10.12.2004 | aktual.: 10.12.2004 14:12
Juszczenko wyraził przekonanie, że jest mało prawdopodobne, by ponownie doszło do masowych fałszerstw i manipulacji, jak miało to miejsce w czasie unieważnionego przez Sąd Najwyższy głosowania z 21 listopada.
Powody fałszerstwa
Według Juszczenki o fałszerstwie zdecydowały trzy czynniki: udział władzy w procederze i bezczynność prokuratora generalnego, manipulacje Centralnej Komisji Wyborczej oraz luki w ordynacji wyborczej.
Wszystkie te usterki naprawiliśmy - powiedział Juszczenko, zwracając uwagę na wywalczone przez opozycję zmiany. Najważniejsze jest, by 26 grudnia wszystkie instytucje zapewniły demokratyczne głosowanie.
Parlament Ukrainy uchwalił w środę zmiany do ordynacji wyborczej mające uniemożliwić fałszerstwa i sformował nową Centralną Komisję Wyborczą (CKW). Nie ma w niej poprzedniego przewodniczącego CKW Serhija Kiwałowa oskarżanego przez opozycję o udział w fałszerstwach. Ustępujący prezydent Leonid Kuczma zdymisjonował w czwartek, pod presją opozycji, prokuratora generalnego Hennadija Wasyliewa.
Walka o głosy
Wiktor Juszczenko zapowiedział walkę o głosy wyborców we wschodniej Ukrainie. Myślę, że przyjdzie czas, kiedy ludzie na wschodzie dowiedzą się, że urodziłem się we wschodniej Ukrainie i że nie jestem "nazistą", tylko synem więźnia obozów koncentracyjnych - powiedział. Plakaty z Juszczenką i symboliką nazistowską były rozlepiane przez jego przeciwników w wielu miastach ukraińskich przed wyborami.
Lider opozycji dodał, że nigdy nie opowiadał się za zniszczeniem na Ukrainie języka rosyjskiego i że jest zwolennikiem jak najlepszych stosunków z Rosją. Zdaniem Juszczenki niechęć panująca do niego we wschodnich regionach wynika "głównie z niewiedzy".
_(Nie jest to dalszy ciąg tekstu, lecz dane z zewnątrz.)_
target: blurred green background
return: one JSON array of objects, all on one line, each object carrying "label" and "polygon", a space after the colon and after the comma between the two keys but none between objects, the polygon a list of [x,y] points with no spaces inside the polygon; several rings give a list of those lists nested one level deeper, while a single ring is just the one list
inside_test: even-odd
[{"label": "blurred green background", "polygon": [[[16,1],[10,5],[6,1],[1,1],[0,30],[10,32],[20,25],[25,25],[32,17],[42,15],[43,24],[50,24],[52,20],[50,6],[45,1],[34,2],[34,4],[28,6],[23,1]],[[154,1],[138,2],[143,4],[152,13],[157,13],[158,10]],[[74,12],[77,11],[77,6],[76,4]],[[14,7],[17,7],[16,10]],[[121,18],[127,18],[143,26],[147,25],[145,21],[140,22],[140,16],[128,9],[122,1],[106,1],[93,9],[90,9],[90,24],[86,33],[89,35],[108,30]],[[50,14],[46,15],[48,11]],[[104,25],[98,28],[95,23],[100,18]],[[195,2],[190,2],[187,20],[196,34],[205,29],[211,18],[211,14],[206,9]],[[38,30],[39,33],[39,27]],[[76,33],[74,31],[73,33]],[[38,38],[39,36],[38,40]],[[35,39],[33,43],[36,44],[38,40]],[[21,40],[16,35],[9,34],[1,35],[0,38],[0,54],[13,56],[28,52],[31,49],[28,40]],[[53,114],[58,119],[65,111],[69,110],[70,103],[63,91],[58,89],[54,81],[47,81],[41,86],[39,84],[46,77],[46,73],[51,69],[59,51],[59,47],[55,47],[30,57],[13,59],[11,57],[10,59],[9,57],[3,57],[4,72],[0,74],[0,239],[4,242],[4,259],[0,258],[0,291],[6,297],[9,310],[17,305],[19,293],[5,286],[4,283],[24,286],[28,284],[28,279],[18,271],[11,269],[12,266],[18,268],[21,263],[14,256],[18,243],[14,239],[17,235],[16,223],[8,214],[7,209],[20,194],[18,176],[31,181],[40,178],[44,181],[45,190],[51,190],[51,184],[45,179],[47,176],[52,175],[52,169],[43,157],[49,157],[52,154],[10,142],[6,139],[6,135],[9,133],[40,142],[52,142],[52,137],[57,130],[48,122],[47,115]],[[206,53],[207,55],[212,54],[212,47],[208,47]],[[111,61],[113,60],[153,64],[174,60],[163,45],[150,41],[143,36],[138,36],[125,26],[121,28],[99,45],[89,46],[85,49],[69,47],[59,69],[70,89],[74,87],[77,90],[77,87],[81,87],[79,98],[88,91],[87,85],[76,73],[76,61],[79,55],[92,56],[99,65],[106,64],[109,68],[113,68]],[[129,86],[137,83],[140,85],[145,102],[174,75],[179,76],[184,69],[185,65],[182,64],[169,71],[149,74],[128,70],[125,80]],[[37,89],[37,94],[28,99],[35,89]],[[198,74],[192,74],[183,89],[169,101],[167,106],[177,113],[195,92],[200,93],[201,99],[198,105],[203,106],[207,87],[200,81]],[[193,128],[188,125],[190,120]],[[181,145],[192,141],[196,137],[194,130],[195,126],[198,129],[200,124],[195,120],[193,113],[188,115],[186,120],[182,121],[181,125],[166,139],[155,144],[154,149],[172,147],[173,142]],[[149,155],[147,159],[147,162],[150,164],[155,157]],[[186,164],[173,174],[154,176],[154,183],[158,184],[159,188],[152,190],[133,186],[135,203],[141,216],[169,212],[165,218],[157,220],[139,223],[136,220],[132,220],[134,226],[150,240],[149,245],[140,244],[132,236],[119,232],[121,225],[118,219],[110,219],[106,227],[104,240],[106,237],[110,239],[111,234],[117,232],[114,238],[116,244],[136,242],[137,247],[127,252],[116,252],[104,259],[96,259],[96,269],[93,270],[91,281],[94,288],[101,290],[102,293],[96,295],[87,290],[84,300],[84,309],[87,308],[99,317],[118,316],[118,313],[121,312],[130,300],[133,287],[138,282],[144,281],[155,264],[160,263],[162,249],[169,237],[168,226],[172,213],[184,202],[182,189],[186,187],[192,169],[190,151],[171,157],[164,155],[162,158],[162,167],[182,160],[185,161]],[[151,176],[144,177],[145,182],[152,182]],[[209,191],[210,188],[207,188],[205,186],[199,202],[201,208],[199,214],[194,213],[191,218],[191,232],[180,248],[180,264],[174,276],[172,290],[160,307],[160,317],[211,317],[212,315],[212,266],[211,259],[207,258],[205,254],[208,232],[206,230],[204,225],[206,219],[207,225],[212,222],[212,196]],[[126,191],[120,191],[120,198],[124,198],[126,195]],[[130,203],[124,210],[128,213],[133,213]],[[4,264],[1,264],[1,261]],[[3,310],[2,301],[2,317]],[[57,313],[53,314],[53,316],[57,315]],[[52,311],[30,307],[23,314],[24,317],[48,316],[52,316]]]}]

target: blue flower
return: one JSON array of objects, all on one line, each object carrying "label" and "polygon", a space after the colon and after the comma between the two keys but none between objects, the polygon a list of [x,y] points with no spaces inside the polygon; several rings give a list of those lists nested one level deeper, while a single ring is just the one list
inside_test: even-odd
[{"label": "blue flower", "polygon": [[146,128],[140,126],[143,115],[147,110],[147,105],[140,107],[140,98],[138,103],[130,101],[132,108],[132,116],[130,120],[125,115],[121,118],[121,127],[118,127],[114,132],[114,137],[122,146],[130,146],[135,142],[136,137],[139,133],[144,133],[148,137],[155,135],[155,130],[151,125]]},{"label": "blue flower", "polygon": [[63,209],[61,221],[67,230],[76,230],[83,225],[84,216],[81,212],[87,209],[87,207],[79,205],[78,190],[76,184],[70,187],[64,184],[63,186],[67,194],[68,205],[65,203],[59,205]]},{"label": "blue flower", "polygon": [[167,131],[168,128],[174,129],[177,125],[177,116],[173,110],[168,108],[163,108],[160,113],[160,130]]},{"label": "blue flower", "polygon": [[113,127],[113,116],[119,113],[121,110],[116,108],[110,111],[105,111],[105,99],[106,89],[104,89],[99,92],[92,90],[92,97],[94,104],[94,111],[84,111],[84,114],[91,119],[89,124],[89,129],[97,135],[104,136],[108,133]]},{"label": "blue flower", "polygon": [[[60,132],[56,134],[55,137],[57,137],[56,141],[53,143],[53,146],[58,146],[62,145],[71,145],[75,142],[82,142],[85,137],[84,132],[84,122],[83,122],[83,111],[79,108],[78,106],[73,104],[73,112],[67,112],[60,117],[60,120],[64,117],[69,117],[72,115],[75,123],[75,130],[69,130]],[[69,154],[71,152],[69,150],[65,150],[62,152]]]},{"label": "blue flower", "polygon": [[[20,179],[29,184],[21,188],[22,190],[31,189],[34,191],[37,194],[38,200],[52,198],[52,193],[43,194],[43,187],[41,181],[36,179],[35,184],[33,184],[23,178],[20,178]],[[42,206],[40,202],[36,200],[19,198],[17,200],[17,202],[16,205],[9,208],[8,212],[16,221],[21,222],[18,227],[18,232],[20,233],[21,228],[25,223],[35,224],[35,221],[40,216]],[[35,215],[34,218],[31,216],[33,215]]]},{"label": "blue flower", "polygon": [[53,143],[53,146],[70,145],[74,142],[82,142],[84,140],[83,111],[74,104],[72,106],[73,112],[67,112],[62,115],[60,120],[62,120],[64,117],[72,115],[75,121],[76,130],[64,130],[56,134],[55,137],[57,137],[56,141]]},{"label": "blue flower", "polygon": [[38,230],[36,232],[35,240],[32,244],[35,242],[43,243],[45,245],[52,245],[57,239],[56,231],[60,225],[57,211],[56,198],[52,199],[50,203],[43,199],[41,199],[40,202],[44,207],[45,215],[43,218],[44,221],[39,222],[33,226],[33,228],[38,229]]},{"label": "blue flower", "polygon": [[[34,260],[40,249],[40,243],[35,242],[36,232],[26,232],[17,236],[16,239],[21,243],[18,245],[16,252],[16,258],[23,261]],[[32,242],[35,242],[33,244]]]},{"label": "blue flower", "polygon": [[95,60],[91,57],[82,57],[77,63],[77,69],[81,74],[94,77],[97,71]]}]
"Ukrainie nie grozi rozpad"
Juszczenko oświadczył dalej, że Ukraina nie jest zagrożona rozpadem, mimo wezwań we wschodnich regionach do udzielenia im "autonomii". Nie ma naturalnych przyczyn dla rozpadu Ukrainy. Wschód i Zachód są niepodzielne (...) hasła o "autonomizacji" to hasła tych, którzy przegrali wybory i chcą w ten sposób zapewnić sobie przyszłość polityczną - powiedział faworyt wyborów prezydenckich.
Juszczenko zapewnił, że jego kampania nie jest finansowana z Zachodu. Jestem zmęczony wszelkimi tego typu pogłoskami i mitami. Jeśli ktoś finansuje (moją partię) Naszą Ukrainę, to gdzie są te pieniądze? - pytał Juszczenko. Twierdził przy tym, że 17-dniowe protesty na ulicach Kijowa odbyły się m.in. dzięki pomocy prywatnych instytucji, w tym klinik i restauracji, które zapewniały bezpłatne leczenie i żywienie wielu tysięcy demonstrantów.